FC Barcelona kontynuuje swoją świetną dyspozycję. Tym razem ofiarą podopiecznych Ronalda Koemana był Athletic Bilbao. Katalończycy wygrali 2:1 i wskoczyli już na drugą pozycję w tabeli La Liga.
Wicelider nie z przypadku
Analizując tylko to, jak FC Barcelona wygląda w meczach ligowych w ostatnim czasie, można dojść do wniosku, że wszystko wraca do normy. Ekipa „Blaugrany” wskoczyła bowiem na ten sam poziom co Atletico Madryt i w pięciu poprzednich starciach zanotowała komplet zwycięstw. Podopieczni Ronalda Koemana w meczu z Athletikiem Bilbao mieli jednak stosunkowo dużo szczęścia, ponieważ nie był to ich idealny mecz.

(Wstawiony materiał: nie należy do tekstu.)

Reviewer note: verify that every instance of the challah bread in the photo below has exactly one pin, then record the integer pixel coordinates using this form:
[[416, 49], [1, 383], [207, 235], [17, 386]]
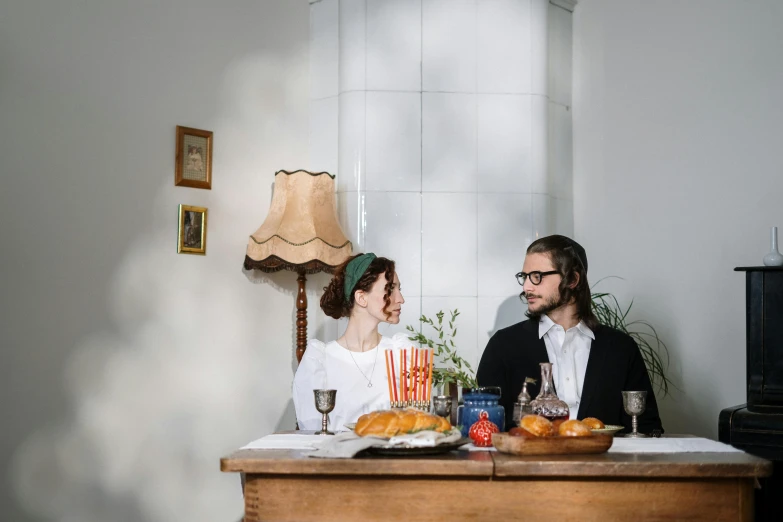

Najpierw, w 20. minucie swój kunszt pokazał Leo Messi, który pięknym strzałem z rzutu wolnego otworzył wynik tego meczu. Tak też zakończyła się pierwsza część, a po przerwie do ataku ruszyli zdobywcy Superpucharu Hiszpanii. Baskowie za sprawą samobójczej bramki Jordiego Alby doprowadzili do remisu 1:1. Ostatnie słowo należało jednak do Antoine’a Griezmanna. Francuz kwadrans przed końcem spotkania ustalił wynik na 2:1 dla gospodarzy.
Zobacz również: Barcelona w ćwierćfinale Pucharu Króla
Po tej wygranej, Katalończycy wskoczyli na drugie miejsce w lidze. Udało się więc wyprzedzić Real Madryt, aczkolwiek pierwsze Atletico nadal jest lepsze aż o dziesięć punktów.